Over the past several months various motions as well as a case settlement have been debated. At one point the state asked for more time to file an answer and to file a response to the complaint. But on June 29 Judge Franklin Noel denied that request, stating in court documents, “This case has been pending almost a year. Based upon repeated assurances that the parties were making progress in reaching a settlement, the Court postponed adopting a Pretrial Schedule until May 2010. In their current stipulation, filed only 5 days before the first due date in the Pretrial Schedule adopted on May 12, 2010, the parties again report significant progress in settlement negotiations. The only suggestion the parties make regarding the substance of their progress is that they were ‘discussing use of a mediator.’ At the scheduling conference in May, the Court had difficulty understanding the parties’ vastly different views of this case, in part because the Defendants have yet to answer the complaint. Although the parties contend in their stipulation that the filing of an answer will be ‘counter productive to the negotiations’, the Court cannot conceive of how the filing of an answer would in any way prejudice settlement negotiations. This case is almost a year old, and the Court doesn’t even know what the issues are, as Defendant has not yet answered the complaint.”

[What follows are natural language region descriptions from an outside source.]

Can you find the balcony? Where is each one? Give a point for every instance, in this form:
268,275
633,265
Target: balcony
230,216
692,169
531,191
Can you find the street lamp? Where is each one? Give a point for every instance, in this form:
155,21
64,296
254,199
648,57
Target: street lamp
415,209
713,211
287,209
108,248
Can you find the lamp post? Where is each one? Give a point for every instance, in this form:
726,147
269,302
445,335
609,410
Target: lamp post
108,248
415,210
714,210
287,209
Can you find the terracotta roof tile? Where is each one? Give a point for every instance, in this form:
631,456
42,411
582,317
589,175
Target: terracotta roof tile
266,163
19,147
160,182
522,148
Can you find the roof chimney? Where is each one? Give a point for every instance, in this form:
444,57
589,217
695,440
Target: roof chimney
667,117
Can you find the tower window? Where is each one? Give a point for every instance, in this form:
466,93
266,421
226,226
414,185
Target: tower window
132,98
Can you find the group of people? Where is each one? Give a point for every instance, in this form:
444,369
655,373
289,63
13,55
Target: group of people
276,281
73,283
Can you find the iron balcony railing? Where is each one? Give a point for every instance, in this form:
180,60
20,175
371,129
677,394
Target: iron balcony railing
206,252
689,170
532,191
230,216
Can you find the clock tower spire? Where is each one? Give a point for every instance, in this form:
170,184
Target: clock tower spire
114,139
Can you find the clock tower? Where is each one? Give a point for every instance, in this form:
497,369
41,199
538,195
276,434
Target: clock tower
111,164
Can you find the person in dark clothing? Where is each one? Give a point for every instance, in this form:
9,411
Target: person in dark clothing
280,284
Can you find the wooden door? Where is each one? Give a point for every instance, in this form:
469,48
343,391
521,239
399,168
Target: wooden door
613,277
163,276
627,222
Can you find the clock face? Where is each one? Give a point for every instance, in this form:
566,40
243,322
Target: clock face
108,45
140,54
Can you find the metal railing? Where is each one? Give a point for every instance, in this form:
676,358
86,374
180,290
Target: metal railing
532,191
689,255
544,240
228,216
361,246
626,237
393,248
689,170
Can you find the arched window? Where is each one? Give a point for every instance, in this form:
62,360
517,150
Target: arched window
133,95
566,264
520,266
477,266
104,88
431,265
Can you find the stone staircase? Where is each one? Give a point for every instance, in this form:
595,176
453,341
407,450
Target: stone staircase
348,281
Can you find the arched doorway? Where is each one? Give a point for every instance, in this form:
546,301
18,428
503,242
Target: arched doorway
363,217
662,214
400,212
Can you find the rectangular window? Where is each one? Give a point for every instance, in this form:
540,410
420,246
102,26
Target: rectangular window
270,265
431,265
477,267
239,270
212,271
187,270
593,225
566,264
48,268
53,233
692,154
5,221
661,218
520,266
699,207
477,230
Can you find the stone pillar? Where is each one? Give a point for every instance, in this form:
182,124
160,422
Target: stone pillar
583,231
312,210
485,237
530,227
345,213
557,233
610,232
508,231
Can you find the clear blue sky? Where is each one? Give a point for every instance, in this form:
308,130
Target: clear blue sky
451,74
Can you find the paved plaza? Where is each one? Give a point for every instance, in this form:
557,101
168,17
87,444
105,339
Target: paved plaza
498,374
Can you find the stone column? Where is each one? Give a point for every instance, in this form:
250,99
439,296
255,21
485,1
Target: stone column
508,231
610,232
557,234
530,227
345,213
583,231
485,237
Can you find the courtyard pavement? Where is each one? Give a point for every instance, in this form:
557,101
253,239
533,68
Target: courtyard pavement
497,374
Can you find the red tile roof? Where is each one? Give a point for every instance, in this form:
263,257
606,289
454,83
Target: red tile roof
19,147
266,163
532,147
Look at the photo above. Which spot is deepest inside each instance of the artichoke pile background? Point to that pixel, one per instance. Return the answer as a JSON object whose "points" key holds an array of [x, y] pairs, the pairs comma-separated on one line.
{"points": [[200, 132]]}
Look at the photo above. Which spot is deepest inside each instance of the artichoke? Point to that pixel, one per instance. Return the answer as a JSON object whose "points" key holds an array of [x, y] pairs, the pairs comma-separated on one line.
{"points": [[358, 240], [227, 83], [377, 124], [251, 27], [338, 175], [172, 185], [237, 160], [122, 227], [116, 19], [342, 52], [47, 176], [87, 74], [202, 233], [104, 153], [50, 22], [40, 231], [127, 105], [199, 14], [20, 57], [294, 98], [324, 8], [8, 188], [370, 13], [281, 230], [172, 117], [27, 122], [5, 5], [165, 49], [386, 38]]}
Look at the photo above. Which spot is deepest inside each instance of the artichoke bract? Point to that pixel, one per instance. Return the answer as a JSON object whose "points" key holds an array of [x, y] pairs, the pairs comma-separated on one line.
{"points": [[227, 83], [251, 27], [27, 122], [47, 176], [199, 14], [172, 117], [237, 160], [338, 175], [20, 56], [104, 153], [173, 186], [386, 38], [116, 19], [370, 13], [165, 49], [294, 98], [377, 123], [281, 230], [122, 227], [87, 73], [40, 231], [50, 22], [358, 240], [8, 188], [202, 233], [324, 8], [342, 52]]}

Noel continued, “If Defendant concedes that Plaintiffs’ complaint has merit, it should settle. If not, it must answer, so that issues in dispute can be joined. The parties request to extend the deadline for the Defendants to answer the Complaint is DENIED.”
DHS officials declined comment when contacted by Access Press.
METO has already been investigated by the state’s Ombudsman for Mental Health and Developmental Disabilities, which found a practice of abuse at the facility. Among its findings released in fall 2008, the ombudsman reported that documents in individual records revealed that people were being routinely restrained in a prone face-down position and placed in metal handcuffs and leg hobbles. In at least one case, a client that the metal handcuffs and leg hobbles were secured together behind the person, further immobilizing the arms and legs, reported it to the ombudsman staff. Some individuals were restrained with a waist belt restraint that cuffed their hands to their waist. An individual with an unsteady gait was routinely placed in this type of restraint, putting that person at risk of injury if they should fall.
METO policies stated that a person was not to be restrained for more than 50 minutes. But that practice was apparently not followed. Ombudsman office staff found numerous examples of documented incidents where after 50 minutes in a restraint, staff would continue the restraint but document it on a different restraint use form, sometimes with no indication that it was a continuation of the previous restraint. Documentation also revealed that in most cases where restraints were used the person was calm and cooperative about going into the restraint but began to struggle, cry and yell once they were restraints. In some cases, clients appeared conditioned to “assume the position” for application of restraints where they would lie on the floor and put their hands behind their back without resistance. The ombudsman also found METO failed to attempt any alternatives to avoid using restraints; the length of time some patients were restrained exceed even METO’s own guidelines; and the agencies that had protective obligations for METO patients or responsibility to serve as checks and balances over the actions of the program failed to protect the patients or turned a blind eye to the problem.